Letter to UKRI about PhD funding extensions

Last Wednesday, UKRI announced that following the results of a July survey investigating the impact of COVID-19 on PhD students, there will be no guaranteed funded extensions for students whose research has been disrupted

Many members of Peer Review Colleges or Advisory Councils of UKRI research councils, staff responsible for PhD programmes, and supervisors of UKRI-funded research projects have already expressed their concern at this decision made by UKRI by signing and sharing this open letter.

It would be encouraging to see academic colleagues across Royal Holloway showing their support by signing and sharing this letter. As of 10am yesterday morning, 773 PhD supervisors, UKRI Peer Review College members, and directors of PhD programmes have signed their names. 

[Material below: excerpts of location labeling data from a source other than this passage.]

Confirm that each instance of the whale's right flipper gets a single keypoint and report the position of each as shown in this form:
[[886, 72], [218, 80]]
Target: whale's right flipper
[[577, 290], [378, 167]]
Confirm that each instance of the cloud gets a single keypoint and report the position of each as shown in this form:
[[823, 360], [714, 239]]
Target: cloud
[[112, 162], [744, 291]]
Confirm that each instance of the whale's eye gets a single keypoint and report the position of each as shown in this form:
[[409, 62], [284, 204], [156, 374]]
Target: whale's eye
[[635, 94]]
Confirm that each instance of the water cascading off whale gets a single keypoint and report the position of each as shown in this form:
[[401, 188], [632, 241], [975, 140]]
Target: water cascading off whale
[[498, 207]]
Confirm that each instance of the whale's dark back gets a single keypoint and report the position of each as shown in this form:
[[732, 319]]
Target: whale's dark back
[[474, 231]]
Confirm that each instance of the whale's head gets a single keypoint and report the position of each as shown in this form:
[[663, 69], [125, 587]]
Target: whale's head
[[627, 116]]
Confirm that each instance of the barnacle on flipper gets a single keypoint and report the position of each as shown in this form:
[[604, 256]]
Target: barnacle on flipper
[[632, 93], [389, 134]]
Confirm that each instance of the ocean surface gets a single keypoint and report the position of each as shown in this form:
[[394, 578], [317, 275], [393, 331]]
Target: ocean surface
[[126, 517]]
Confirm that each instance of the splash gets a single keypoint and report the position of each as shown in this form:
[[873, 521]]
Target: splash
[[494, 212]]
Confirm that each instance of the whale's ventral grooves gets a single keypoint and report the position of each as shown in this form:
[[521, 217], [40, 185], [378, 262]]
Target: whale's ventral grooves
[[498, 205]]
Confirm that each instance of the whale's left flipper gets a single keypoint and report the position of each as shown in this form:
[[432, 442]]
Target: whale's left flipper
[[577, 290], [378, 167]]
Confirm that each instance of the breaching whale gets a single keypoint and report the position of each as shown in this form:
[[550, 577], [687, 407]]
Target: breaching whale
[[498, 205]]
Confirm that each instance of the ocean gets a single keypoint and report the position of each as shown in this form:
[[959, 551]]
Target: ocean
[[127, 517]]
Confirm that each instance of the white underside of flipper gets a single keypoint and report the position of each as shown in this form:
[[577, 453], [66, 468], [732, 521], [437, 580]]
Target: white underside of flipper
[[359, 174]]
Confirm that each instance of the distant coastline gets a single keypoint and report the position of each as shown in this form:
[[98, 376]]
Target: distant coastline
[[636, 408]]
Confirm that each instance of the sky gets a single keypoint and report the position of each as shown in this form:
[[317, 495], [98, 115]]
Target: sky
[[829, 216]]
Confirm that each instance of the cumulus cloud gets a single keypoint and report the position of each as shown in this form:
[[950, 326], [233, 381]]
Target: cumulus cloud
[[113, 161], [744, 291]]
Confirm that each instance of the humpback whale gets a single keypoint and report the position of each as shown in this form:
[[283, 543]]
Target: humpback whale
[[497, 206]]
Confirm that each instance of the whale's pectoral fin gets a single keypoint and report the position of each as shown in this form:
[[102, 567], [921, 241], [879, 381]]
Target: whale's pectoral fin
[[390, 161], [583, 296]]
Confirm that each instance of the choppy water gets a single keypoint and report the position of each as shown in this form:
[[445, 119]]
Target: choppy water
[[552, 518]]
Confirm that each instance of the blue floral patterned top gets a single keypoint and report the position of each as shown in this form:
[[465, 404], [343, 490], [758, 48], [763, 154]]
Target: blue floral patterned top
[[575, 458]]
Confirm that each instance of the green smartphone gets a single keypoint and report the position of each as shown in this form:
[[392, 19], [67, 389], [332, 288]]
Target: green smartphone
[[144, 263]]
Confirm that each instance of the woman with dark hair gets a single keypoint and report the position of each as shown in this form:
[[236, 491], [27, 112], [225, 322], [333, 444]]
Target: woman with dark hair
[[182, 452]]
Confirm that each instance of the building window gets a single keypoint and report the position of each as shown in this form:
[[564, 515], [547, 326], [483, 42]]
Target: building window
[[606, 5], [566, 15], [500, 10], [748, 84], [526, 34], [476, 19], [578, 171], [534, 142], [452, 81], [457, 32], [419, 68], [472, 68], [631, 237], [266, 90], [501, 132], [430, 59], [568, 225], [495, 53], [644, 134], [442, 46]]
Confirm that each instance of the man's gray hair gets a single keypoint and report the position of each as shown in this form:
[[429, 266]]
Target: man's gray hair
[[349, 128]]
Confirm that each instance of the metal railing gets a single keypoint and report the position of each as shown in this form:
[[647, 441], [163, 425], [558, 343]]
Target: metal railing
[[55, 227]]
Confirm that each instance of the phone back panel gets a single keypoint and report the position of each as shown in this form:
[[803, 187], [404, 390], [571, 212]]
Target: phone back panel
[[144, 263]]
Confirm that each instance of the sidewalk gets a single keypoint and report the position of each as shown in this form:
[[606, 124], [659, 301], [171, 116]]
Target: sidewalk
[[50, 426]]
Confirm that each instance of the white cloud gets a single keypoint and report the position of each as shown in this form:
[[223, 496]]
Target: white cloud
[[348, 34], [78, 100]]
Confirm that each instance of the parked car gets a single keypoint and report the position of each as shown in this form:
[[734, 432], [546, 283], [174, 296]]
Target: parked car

Additional funding is being made available on a very limited case by case basis that will prioritise students with a PhD submission date before September 2021, as well as students with additional needs (e.g. those with disabilities or care duties), though this funding is not guaranteed. This will leave thousands of PhD researchers, including many at Royal Holloway, with no additional support to mitigate against the disruption caused to research by COVID-19. 

This decision was made despite a review published by UKRI showing that 77% of non-final year PhD students stated that they will require an average of 5.1 months additional time to mitigate against the disruption caused by the pandemic (including laboratory closures, cancellation of fieldwork, and reduced access to many other specialist resources). The formal advice we have now been given is to speak to our supervisors and redesign our research projects.

Over the past 8 months, with the aid of their supervisors, PhD students have already made significant adaptations to address this issue as best they can. But there will inevitably be students whose adaptations will be insufficient to let them complete in the given timescale. If postgraduate researchers are unable to complete our research projects in the allotted time without a funded extension, many of us will be faced with trying to complete projects unfunded whilst seeking employment. This will be damaging to all PhD students but will disproportionately impact students from poorer backgrounds, students with disabilities, and students with care duties. 

This decision will also significantly harm staff responsible for supervising UKRI-funded doctoral candidates. It places the burden on these colleagues to create individualised adjustments to each research project in order to mitigate against the significant disruption and loss of time experienced by PhD students.

Many thanks,

A concerned NERC-funded Royal Holloway PhD student

Comms adds: many institutions are using the UKRI guidance as the benchmark for how to treat their own internally-funded PhD students, so the UKRI decision may also have significant implications for students they do not fund.